Император Пограничья 25 - Евгений И. Астахов
Уртадо, сидевший напротив с миской рагу, тихо посмеивался, не отрываясь от еды. Шрам от уха до подбородка на его смуглом лице складывался в кривую линию, когда аргентинец ухмылялся.
Мои гвардейцы переглянулись. Фимбулвинтер был моей личной вещью, и никому из посторонних я его в руки не давал. Секунду я размышлял, глядя на Томоэ, на сияющие глаза, на пальцы в перчатках, которые она уже тянула к ножнам, но вовремя одёрнула. Любопытство этой девчонки было настолько искренним, что отказать ей казалось чем-то даже не преступным, а жалким, как отнять игрушки у малыша.
— Можете посмотреть, — разрешил я.
Токугава вскочила со стула так, будто её подбросило пружиной. В два шага оказалась у меня за спиной, осторожно коснулась кончиками пальцев гарды и издала звук, который больше подходил ребёнку в кондитерской, чем боевому магу ранга Архимагистра.
— О-о-о-о!..
Бхатт, устроившийся рядом с Дитрихом, покачал головой с усталой улыбкой. Худой индус с аккуратной седеющей бородкой и вечной сумкой через плечо, которую он не снял даже за ужином, наклонился к фон Ланцбергу и негромко заметил:
— Она так реагирует на каждый артефакт старше трёхсот лет. В Александрии, когда нас водили по хранилищу, охрана вызвала врача, потому что решила, что девочке плохо.

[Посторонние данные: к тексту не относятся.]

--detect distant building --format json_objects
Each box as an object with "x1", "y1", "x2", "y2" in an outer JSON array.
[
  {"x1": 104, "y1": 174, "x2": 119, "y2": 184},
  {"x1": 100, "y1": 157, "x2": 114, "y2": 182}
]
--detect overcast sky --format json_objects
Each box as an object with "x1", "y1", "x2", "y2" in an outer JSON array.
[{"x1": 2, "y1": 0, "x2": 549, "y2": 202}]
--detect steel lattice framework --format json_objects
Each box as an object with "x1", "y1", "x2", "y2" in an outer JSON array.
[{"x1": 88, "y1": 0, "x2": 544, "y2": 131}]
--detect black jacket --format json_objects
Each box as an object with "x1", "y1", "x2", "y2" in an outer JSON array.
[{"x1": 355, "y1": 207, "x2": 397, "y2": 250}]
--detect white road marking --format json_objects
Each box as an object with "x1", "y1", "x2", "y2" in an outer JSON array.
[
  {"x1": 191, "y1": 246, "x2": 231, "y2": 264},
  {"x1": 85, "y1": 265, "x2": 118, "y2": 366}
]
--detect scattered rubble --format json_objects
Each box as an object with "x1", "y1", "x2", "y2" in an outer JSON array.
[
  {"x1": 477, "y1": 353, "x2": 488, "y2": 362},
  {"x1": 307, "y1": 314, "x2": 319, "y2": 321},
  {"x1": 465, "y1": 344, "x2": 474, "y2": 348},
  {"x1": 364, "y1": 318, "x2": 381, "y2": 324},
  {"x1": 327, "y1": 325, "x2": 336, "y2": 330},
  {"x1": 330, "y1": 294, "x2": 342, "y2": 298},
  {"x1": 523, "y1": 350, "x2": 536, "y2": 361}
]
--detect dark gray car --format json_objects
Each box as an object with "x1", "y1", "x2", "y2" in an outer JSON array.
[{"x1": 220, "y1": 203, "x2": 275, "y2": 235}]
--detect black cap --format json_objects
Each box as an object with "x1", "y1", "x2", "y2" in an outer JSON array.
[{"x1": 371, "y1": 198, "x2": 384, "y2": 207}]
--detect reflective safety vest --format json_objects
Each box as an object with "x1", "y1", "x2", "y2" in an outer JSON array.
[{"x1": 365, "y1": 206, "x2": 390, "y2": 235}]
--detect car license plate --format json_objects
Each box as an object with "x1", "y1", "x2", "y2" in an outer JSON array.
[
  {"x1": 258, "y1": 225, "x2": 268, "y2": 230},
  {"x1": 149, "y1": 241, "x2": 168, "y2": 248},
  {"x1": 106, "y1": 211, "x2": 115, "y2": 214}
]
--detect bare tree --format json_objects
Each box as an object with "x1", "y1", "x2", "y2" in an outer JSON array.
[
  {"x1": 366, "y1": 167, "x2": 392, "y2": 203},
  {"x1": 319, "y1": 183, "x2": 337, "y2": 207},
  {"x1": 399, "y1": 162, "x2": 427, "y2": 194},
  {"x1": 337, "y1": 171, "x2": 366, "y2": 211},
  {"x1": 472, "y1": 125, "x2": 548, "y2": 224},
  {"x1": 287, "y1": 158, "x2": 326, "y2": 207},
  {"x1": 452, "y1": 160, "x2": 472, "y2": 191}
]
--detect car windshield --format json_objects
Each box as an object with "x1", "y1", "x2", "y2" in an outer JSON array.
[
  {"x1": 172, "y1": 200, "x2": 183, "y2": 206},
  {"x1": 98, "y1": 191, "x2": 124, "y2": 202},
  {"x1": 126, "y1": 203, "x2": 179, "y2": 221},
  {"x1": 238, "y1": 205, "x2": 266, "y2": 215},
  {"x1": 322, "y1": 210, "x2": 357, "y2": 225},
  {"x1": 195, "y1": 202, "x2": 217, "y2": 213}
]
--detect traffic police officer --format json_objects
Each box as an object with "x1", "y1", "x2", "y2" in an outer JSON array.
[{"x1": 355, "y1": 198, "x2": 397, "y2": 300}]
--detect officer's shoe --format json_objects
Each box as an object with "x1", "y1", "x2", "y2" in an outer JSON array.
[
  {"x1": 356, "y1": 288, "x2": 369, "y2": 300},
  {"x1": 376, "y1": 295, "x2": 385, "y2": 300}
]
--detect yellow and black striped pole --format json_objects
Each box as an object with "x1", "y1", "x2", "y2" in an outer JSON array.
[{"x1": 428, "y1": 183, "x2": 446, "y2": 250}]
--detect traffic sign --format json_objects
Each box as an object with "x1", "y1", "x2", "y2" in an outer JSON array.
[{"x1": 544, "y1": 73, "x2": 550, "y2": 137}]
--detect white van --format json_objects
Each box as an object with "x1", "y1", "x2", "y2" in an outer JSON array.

Дитрих не улыбнулся, но уголок его рта дрогнул.
Токугава закрыла глаза, считывая рунный фон. Минута молчания, и веки её распахнулись.
— Эти чары… — выдохнула она, разлепив веки. — Тут не просто усиление лезвия с заточкой. Тут привязка. Оружие заперто, реагируя только на кровь владельца.
Токугава развернулась ко мне, и в тёмных глазах плескалось нечто среднее между жадностью и благоговением.
— Мне попадалось подобное лишь в описаниях регалий императорского дома, и там это немудрено: императоры Японии считаются прямыми потомками богини солнца Аматэрасу, и в Хэйан-кё до сих пор берегут клинок, откованный, если верить преданию, самой богиней для родоначальника династии. Каким образом настолько древняя вещь очутилась у князя из Содружества?
— Не владельца, а рода, — поправил я. — История к нему прилагается длинная.
— Я располагаю временем, — электромантка плюхнулась обратно на стул, подтянув колени к груди, и впилась в меня взглядом, полным нетерпеливого предвкушения.
Следующие минут пять она засыпа́ла меня расспросами: происхождение материала, век ковки, смысл скандинавских рун на гарде, отклик стали на металломантию и правда ли, что Ледяное серебро замедляет регенерацию у Бездушных. Вопросы сыпались очередями, перемежаясь широкими взмахами рук, от которых над столешницей потрескивали синеватые искры. Я отвечал коротко. После каждого ответа электромантка кивала с таким пылом, что чай в её кружке плескал через край.
— Надпись на перекрестье, — я тронул пальцем врезанные в металл знаки. — Младший футарк. «Fyr vetr smiðaðr. Yfir vetr lifi ek». В переводе: «До зимы выкован. Я переживу её».
Сигурд, Торвальд, Бьёрн и Гуннар разом вскинули головы. Четверо северян из разных земель и разных традиций опознали мёртвый язык своих предков, на котором ни один из них давно не говорил. Сигурд коротко склонил голову. Торвальд, одноглазый норвежец, чей голос напоминал грохот бочек по палубе, беззвучно шевельнул губами, примеряя слова к языку.
— Скандинавский обычай одушевлять оружие, — Токугава запрокинула голову и расцвела улыбкой. — Клинок изъясняется от первого лица. Красиво.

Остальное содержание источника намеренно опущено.